The United Nations (UN) launched the Global Action to Prevent and Address Trafficking in Persons and the Smuggling of Migrants (GLO.ACT) in Brazil on Wednesday (April 19). Thirteen countries in Africa, Asia, Eastern Europe and Latin America, including Brazil, have joined the project to combat trafficking in persons whether for work or sex exploitation.
The UN estimates that there are more than 500 trafficking routes in the world. The Global Action aims to ensure the adoption of a dual approach of preventing trafficking in persons while protecting the victims.
Organized by the European Union (EU) and the United Nations Office on Drugs and Crime (UNODC) in collaboration with the International Organization for Migration (IOM) and the United Nations Children's Fund (UNICEF), GLO.ACT is a coordinated response to trafficking in persons and smuggling of migrants and aims to strengthen law enforcement in strategically selected countries—Belarus, Brazil, Colombia, Egypt, Kyrgyzstan, Mali, Morocco, Nepal, Nigeria, Pakistan, Laos, and Ukraine.
In addition to the assistance provided to government authorities, the initiative will also directly benefit civil society organizations and assist victims of trafficking in persons and smuggling of migrants, through actions that range from public policymaking to legislative assistance, international cooperation, protection and assistance to victims and assistance to children, who along with women account for the largest group of trafficked persons globally.
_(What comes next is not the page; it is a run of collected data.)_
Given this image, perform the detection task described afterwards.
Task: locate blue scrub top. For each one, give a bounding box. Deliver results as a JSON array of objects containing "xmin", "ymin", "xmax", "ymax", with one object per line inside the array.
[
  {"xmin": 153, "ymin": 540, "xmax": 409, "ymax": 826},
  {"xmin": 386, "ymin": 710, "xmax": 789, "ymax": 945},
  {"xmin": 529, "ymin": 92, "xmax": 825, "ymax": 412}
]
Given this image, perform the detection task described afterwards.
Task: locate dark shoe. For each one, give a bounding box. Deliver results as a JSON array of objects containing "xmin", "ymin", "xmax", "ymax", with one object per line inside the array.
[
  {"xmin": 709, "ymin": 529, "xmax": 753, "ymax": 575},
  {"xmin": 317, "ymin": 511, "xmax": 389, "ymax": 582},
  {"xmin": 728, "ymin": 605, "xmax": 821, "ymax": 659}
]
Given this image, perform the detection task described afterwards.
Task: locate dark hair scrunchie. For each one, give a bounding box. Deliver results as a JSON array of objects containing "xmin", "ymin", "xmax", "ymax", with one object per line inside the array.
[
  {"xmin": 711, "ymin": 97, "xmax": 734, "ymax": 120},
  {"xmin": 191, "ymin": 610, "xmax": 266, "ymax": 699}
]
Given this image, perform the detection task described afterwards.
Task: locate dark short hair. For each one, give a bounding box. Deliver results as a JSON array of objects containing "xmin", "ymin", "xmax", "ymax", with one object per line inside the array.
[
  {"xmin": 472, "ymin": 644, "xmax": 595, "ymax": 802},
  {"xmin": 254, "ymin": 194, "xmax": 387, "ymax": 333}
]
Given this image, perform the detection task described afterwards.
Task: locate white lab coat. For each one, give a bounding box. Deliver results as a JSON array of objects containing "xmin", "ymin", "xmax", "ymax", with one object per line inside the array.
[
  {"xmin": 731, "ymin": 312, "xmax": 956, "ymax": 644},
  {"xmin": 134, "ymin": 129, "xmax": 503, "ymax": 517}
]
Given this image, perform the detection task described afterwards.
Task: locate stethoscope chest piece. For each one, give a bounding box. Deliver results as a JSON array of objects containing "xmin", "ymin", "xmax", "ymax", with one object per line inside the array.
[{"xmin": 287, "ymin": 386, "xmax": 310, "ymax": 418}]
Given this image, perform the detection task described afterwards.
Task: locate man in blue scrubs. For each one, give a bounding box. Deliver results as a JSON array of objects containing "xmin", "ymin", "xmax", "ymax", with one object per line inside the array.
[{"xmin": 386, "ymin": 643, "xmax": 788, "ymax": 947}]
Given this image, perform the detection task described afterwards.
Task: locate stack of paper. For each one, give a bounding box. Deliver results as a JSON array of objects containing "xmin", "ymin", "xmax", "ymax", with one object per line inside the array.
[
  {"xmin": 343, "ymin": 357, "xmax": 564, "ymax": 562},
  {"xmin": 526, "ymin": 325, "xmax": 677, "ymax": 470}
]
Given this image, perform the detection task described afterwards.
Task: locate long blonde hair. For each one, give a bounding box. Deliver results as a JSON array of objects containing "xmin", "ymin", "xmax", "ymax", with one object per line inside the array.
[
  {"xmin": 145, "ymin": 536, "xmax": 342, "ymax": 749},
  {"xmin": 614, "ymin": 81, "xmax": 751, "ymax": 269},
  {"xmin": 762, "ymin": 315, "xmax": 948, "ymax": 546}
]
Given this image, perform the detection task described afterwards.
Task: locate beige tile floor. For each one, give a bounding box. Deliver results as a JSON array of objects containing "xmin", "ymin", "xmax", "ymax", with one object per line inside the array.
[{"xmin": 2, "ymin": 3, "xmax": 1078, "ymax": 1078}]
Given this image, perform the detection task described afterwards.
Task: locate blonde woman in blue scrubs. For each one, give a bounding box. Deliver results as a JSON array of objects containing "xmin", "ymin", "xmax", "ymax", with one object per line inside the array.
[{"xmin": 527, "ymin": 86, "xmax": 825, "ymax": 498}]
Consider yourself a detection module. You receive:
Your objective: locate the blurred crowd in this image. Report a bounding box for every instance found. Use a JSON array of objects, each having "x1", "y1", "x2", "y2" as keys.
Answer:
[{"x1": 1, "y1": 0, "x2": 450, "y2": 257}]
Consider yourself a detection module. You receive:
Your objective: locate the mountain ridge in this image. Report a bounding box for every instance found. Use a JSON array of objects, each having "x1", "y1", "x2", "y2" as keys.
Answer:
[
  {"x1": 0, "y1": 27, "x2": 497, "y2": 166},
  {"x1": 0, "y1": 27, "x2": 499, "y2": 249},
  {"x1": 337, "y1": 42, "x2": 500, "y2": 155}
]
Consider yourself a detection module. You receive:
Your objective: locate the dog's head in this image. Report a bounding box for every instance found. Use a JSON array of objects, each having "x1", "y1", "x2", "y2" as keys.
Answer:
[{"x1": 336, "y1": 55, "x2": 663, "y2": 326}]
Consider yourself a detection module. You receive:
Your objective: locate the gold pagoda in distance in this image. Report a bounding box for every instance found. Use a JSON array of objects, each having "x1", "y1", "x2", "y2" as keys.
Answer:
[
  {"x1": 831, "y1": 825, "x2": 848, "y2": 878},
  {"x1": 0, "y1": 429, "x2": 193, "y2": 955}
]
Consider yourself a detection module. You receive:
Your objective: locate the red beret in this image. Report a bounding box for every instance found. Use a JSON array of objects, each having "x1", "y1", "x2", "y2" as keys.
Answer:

Astério dos Santos, Brazil's National Secretary for Justice and Citizenship of the Ministry of Justice and Public Security, said while there is no accurate statistics on trafficking in persons, the country is aware of the problem, especially in the context of the large number of Venezuelans migrating to northern Brazil.
“Because of our vast territory, many people are migrating, and even returning, and there are no controls,” he said.